Herr Professor Jackson, haben die Wirtschaftswissenschaften den Klimawandel „verschlafen“?
Es gab eine institutionelle Blindheit. Jahrzehntelang hat die Ökonomie auf Effizienz und Wachstum geschaut, aber nicht auf ökologische Tragfähigkeit. Das ist nicht nur ein analytisches Versäumnis, sondern auch ein ethisches. Teilweise lag das auch an den Strukturen der Disziplin: Man orientierte sich an kurzfristigen Wachstumsindikatoren, verfügte lange über kaum belastbare Daten zu ökologischen Kosten und behandelte Umweltfolgen als „externe Effekte“.
Obwohl längst klar ist, dass Klimaschäden reale Kosten verursachen, fehlen bis heute Methoden, sie systematisch zu bilanzieren. Das Bruttoinlandsprodukt etwa misst Wachstum, aber nicht, ob es auf Ressourcenzerstörung beruht. Uns fehlt ein allgemein anerkanntes Maß für nachhaltigen Wohlstand. Viele der zentralen Annahmen – etwa, dass Märkte effizient handeln oder Wirtschaftswachstum soziale Konflikte löst – greifen angesichts planetarer Grenzen nicht mehr. Wir argumentieren daher für ein Umdenken: Der Staat, die Märkte, die Wachstumslogik – all das muss neu gedacht werden, wenn wir eine nachhaltige und gerechte Transformation wollen.
Welche Rolle sollte der Staat in dieser Transformation spielen?

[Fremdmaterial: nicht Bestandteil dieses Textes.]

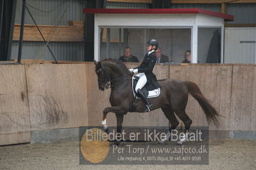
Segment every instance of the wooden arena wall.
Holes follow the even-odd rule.
[[[101,125],[102,111],[110,107],[110,89],[98,89],[92,62],[63,63],[0,65],[0,145],[30,143],[33,130]],[[211,125],[210,130],[256,131],[255,65],[157,64],[154,72],[158,79],[198,84],[223,116],[220,127]],[[186,112],[192,126],[208,125],[191,96]],[[124,126],[169,125],[160,109],[124,116]],[[108,114],[107,123],[115,126],[114,113]]]

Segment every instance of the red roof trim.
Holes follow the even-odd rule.
[[[85,13],[202,13],[212,17],[224,19],[225,21],[234,20],[234,15],[222,13],[201,10],[200,8],[189,9],[103,9],[103,8],[85,8]]]

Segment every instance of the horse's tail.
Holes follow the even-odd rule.
[[[216,127],[219,125],[218,118],[220,116],[217,110],[210,104],[201,93],[198,86],[191,81],[184,81],[189,93],[198,102],[203,109],[209,123],[212,121]]]

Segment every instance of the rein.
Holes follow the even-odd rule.
[[[101,70],[103,70],[104,72],[107,73],[107,76],[108,77],[108,72],[107,72],[103,67],[101,67],[100,69],[99,69],[99,70],[98,70],[96,72],[97,72],[97,73],[99,73],[99,72],[100,71],[101,71]],[[124,82],[124,81],[127,81],[127,80],[128,80],[129,78],[130,78],[130,77],[129,77],[129,75],[130,75],[130,74],[124,75],[123,75],[123,76],[117,77],[114,78],[114,79],[111,79],[111,78],[106,78],[106,79],[98,79],[98,81],[99,81],[99,82],[101,82],[101,82],[107,81],[107,82],[105,84],[104,86],[105,86],[105,87],[107,88],[108,88],[109,87],[110,87],[110,88],[112,88],[117,86],[119,85],[120,84]],[[119,78],[121,78],[121,77],[126,77],[126,79],[125,79],[124,80],[123,80],[123,81],[121,81],[121,82],[117,82],[116,84],[114,84],[114,85],[111,86],[111,84],[110,84],[111,82],[112,82],[112,81],[115,81],[115,80],[116,80],[116,79],[119,79]]]

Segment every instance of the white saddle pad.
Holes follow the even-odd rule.
[[[135,78],[134,78],[135,79]],[[133,97],[136,97],[136,94],[134,91],[134,88],[133,88],[133,77],[132,77],[132,92],[133,93]],[[160,95],[160,88],[157,88],[157,89],[155,89],[151,91],[148,91],[148,98],[153,98],[153,97],[157,97],[158,96]],[[137,98],[138,98],[137,97],[136,97]]]

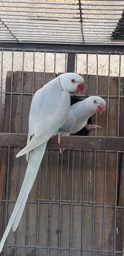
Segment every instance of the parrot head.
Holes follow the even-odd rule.
[[[60,86],[64,91],[77,91],[81,94],[84,89],[84,78],[75,73],[65,73],[59,76]]]
[[[91,112],[94,113],[97,112],[101,115],[105,110],[106,102],[101,97],[91,96],[87,98],[87,104],[88,104]]]

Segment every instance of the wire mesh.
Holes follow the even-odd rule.
[[[2,0],[0,41],[122,45],[123,6],[119,0]]]
[[[72,53],[75,54],[75,64],[71,63],[74,71],[84,77],[85,89],[81,98],[98,94],[106,102],[104,115],[92,118],[92,122],[101,123],[102,129],[97,133],[92,131],[91,134],[123,136],[123,54],[97,51]],[[29,108],[34,93],[57,73],[67,71],[69,54],[57,50],[54,52],[2,50],[1,132],[27,133]],[[7,98],[9,99],[8,125],[5,122],[5,131]],[[25,157],[15,160],[20,148],[9,147],[5,150],[6,196],[0,200],[4,206],[3,229],[26,168]],[[3,255],[123,253],[120,154],[123,154],[123,150],[114,148],[111,150],[65,149],[61,154],[59,150],[47,149],[17,232],[10,233]]]

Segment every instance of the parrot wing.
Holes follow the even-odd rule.
[[[69,113],[63,125],[60,128],[59,132],[64,135],[68,135],[71,133],[72,128],[76,122],[74,115]]]

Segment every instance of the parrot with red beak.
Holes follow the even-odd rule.
[[[16,231],[29,193],[36,179],[47,143],[64,124],[70,108],[70,92],[82,93],[84,79],[74,73],[66,73],[46,84],[35,94],[29,116],[27,146],[17,157],[26,154],[27,167],[22,187],[0,243],[2,251],[12,227]]]
[[[74,134],[84,126],[87,130],[101,127],[96,124],[88,124],[87,121],[95,113],[102,114],[105,106],[104,99],[98,96],[91,96],[72,105],[69,113],[59,132],[63,135],[68,136]]]

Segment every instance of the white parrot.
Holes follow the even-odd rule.
[[[34,96],[29,116],[27,146],[17,154],[19,157],[27,154],[28,165],[17,202],[1,241],[0,253],[12,226],[13,231],[18,226],[47,143],[57,132],[69,114],[69,93],[75,91],[82,93],[83,88],[82,77],[66,73],[48,83]]]
[[[84,126],[87,130],[100,127],[95,124],[87,124],[87,121],[97,112],[101,114],[105,108],[105,105],[104,99],[98,96],[91,96],[72,105],[69,113],[59,132],[63,135],[68,136],[74,134]]]

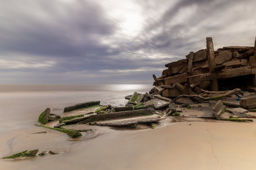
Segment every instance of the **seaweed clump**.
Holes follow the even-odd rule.
[[[71,120],[73,119],[74,119],[75,118],[83,117],[84,116],[84,115],[82,114],[81,115],[71,115],[68,116],[64,116],[64,117],[62,117],[60,119],[59,122],[60,123],[61,123],[63,121],[65,121],[65,120]]]
[[[27,150],[23,152],[15,153],[11,155],[3,157],[2,159],[12,159],[23,157],[32,157],[35,156],[38,152],[38,149],[28,151]]]
[[[62,129],[59,128],[51,128],[51,127],[47,126],[44,126],[43,125],[38,125],[38,124],[35,124],[35,125],[40,127],[45,128],[47,128],[55,131],[58,131],[60,132],[62,132],[66,133],[68,135],[69,135],[69,136],[72,138],[76,138],[82,136],[82,134],[81,133],[80,133],[78,132],[76,132],[76,131],[72,131],[71,130],[67,130],[66,129]]]

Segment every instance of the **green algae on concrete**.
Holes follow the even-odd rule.
[[[97,109],[95,111],[95,112],[97,113],[101,111],[105,111],[106,110],[108,110],[109,109],[111,109],[112,108],[112,106],[110,104],[108,104],[108,105],[105,105],[102,106],[101,107]]]
[[[180,113],[179,112],[175,112],[175,113],[173,113],[172,115],[173,116],[180,116]]]
[[[72,138],[76,138],[79,136],[82,136],[82,134],[76,132],[76,131],[71,131],[70,130],[66,130],[66,129],[62,129],[59,128],[51,128],[51,127],[47,126],[44,126],[43,125],[38,125],[38,124],[35,124],[36,126],[37,126],[40,127],[42,127],[43,128],[47,128],[52,130],[54,130],[55,131],[58,131],[66,133]]]
[[[65,120],[68,120],[78,117],[83,117],[84,116],[84,115],[82,114],[80,115],[71,115],[68,116],[64,116],[64,117],[62,117],[60,119],[59,122],[60,123],[61,123],[63,121],[65,121]]]
[[[38,152],[38,149],[28,151],[24,151],[21,152],[15,153],[13,155],[3,157],[2,159],[12,159],[24,157],[32,157],[35,156]]]
[[[49,108],[46,108],[39,116],[39,117],[38,118],[38,122],[43,124],[47,123],[48,122],[50,112],[51,109]]]
[[[65,107],[63,112],[66,112],[80,108],[88,107],[93,106],[99,105],[100,103],[100,101],[91,101],[82,103],[79,103],[73,106]]]

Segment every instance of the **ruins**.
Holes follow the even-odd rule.
[[[193,91],[199,94],[201,89],[217,91],[224,81],[230,88],[229,82],[233,83],[232,85],[242,83],[247,90],[255,91],[256,38],[254,47],[224,47],[214,51],[212,37],[207,37],[206,47],[190,52],[185,59],[166,64],[168,68],[160,76],[153,74],[154,92],[160,91],[158,94],[171,98],[193,94]],[[175,87],[177,83],[182,86]]]

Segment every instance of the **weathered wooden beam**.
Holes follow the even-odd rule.
[[[194,58],[194,53],[193,52],[190,52],[188,55],[188,63],[187,65],[187,72],[190,73],[191,72],[191,69],[192,67],[192,63],[193,63],[193,59]]]

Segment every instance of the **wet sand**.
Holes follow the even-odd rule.
[[[106,99],[108,97],[103,101],[107,101]],[[255,122],[230,122],[176,116],[174,118],[177,121],[167,118],[158,122],[155,129],[149,129],[146,124],[139,124],[135,130],[85,125],[91,127],[93,131],[82,132],[84,136],[73,140],[66,134],[33,125],[37,123],[39,115],[38,111],[33,110],[36,106],[41,111],[45,105],[51,103],[56,108],[53,109],[55,113],[61,116],[65,114],[62,113],[61,105],[67,106],[65,102],[60,104],[61,99],[54,102],[55,98],[47,101],[46,98],[41,99],[44,105],[34,103],[35,106],[30,107],[35,113],[29,113],[31,112],[30,111],[28,115],[25,115],[25,118],[31,116],[33,121],[22,119],[17,113],[26,113],[33,97],[23,101],[26,104],[20,112],[16,109],[17,105],[21,107],[17,103],[14,105],[14,109],[8,108],[9,111],[16,111],[15,115],[20,120],[15,121],[17,126],[12,128],[4,129],[12,127],[11,121],[8,122],[8,126],[5,124],[1,126],[0,157],[37,148],[39,152],[51,150],[63,152],[14,161],[1,159],[0,169],[255,168]],[[13,99],[11,97],[11,100],[13,101]],[[65,99],[65,102],[68,99]],[[71,114],[80,113],[81,111]],[[1,116],[3,117],[4,115]],[[18,123],[23,121],[24,125]],[[47,125],[52,126],[56,123],[52,122]],[[47,133],[31,134],[42,131]]]

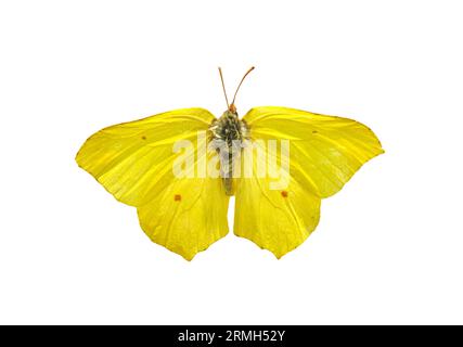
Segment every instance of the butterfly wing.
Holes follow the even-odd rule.
[[[288,158],[258,145],[267,157],[287,160],[286,188],[271,189],[272,179],[257,175],[256,163],[262,158],[256,152],[252,177],[241,178],[236,188],[234,233],[276,257],[316,229],[321,198],[338,192],[364,163],[384,152],[373,131],[347,118],[268,106],[250,110],[243,119],[254,142],[290,142]]]
[[[206,110],[185,108],[112,126],[91,136],[76,160],[118,201],[138,208],[154,242],[192,259],[227,234],[228,197],[220,179],[178,177],[172,167],[180,156],[193,169],[204,160],[200,147],[207,139],[198,132],[214,119]],[[191,151],[173,151],[179,141]]]

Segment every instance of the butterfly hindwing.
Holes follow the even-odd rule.
[[[204,108],[184,108],[112,126],[91,136],[76,160],[118,201],[138,208],[154,242],[192,259],[227,234],[228,196],[220,178],[177,177],[172,167],[182,153],[173,146],[190,141],[196,165],[198,132],[214,119]]]
[[[267,106],[250,110],[243,119],[254,143],[290,143],[286,188],[271,189],[271,179],[258,177],[255,168],[236,189],[234,233],[276,257],[314,230],[321,198],[338,192],[365,162],[384,152],[373,131],[347,118]],[[282,152],[261,150],[282,160]]]

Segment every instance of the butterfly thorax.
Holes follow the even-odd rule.
[[[244,120],[241,120],[233,111],[226,111],[219,119],[209,127],[213,144],[219,154],[220,176],[227,195],[234,194],[233,168],[240,159],[243,143],[249,137],[249,130]]]

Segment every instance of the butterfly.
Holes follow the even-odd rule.
[[[281,258],[316,229],[321,200],[384,153],[370,128],[348,118],[276,106],[240,118],[236,93],[253,69],[229,103],[219,67],[227,101],[219,118],[170,111],[104,128],[77,153],[82,169],[137,207],[153,242],[187,260],[229,232],[232,195],[234,234]]]

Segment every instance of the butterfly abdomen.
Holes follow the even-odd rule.
[[[246,124],[237,117],[236,113],[226,111],[223,115],[214,120],[209,130],[220,159],[220,176],[227,195],[234,194],[233,168],[234,162],[240,159],[242,144],[248,138]]]

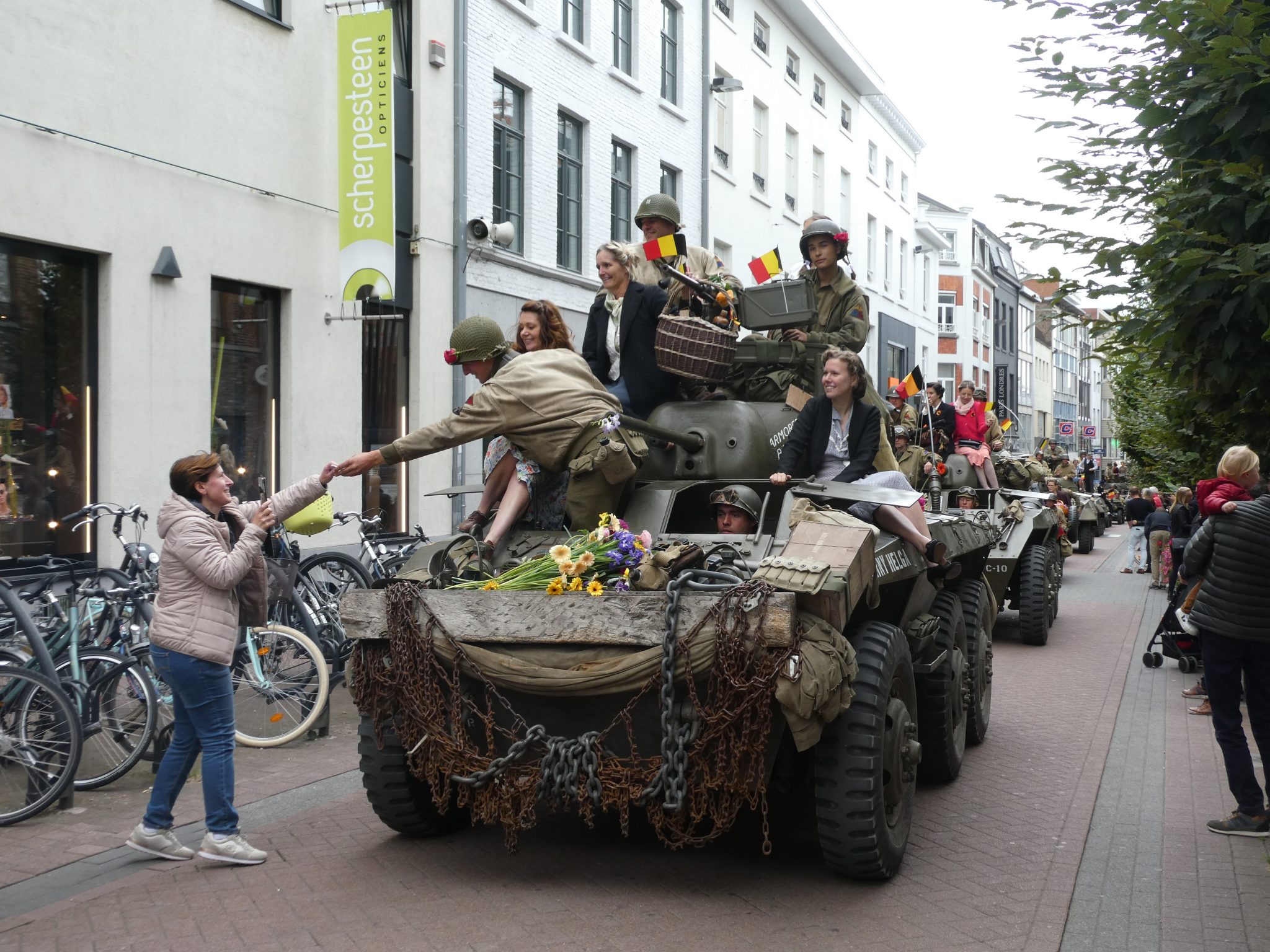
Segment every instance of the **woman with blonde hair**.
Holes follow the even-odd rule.
[[[631,281],[638,251],[621,241],[606,241],[596,250],[603,291],[587,316],[582,355],[624,413],[645,418],[674,397],[678,377],[657,366],[653,343],[667,296],[657,284]]]

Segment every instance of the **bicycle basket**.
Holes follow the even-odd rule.
[[[269,603],[290,602],[300,578],[300,562],[293,559],[265,559],[265,574],[269,579]]]
[[[287,527],[287,532],[293,532],[297,536],[316,536],[331,527],[335,522],[334,517],[334,500],[329,493],[323,493],[290,519],[284,519],[282,524]]]

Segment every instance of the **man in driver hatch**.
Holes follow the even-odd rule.
[[[715,532],[720,536],[748,536],[758,526],[758,494],[749,486],[733,484],[710,494]]]

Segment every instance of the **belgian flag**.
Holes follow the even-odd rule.
[[[922,368],[914,367],[913,372],[904,377],[895,390],[899,391],[899,395],[904,397],[904,400],[908,400],[908,397],[916,396],[926,390],[926,381],[922,380]]]
[[[649,261],[655,261],[658,258],[682,256],[687,253],[688,240],[679,231],[644,242],[644,258]]]

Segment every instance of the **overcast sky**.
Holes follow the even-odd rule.
[[[989,0],[820,0],[872,67],[926,149],[918,157],[922,194],[959,208],[1005,237],[1010,225],[1034,216],[996,198],[1011,194],[1049,202],[1073,195],[1041,174],[1041,156],[1072,156],[1062,132],[1038,133],[1021,116],[1058,117],[1058,100],[1025,91],[1031,76],[1011,44],[1025,36],[1062,33],[1085,25],[1054,22],[1048,11],[1003,9]],[[1069,57],[1071,60],[1071,57]],[[1067,220],[1071,223],[1071,220]],[[1011,241],[1021,268],[1074,272],[1082,261],[1055,248],[1030,250]]]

In unserer Publikation über „Green Transitions“ sprechen meine Ko-Autorin Başak Kuş von der Wesleyan University im US-Bundesstaat Connecticut und ich vom „grünen Staat“. Er hat drei zentrale Aufgaben: erstens die Wirtschaft zu dekarbonisieren, also deren CO₂-Ausstoß zu verringern, zweitens die unvermeidbaren Folgen des Klimawandels zu bewältigen – etwa durch Hitzeschutz, Küstenschutz oder klimaresiliente Landwirtschaft. Und drittens gilt es, einen gerechten Übergang zu organisieren: Niemand darf dabei zurückbleiben; faire Lösungen sind
unabdingbar.
In Ihrem Artikel ziehen Sie eine Parallele zwischen dem grünen
Staat und dem klassischen Wohlfahrtsstaat. Was ist damit gemeint?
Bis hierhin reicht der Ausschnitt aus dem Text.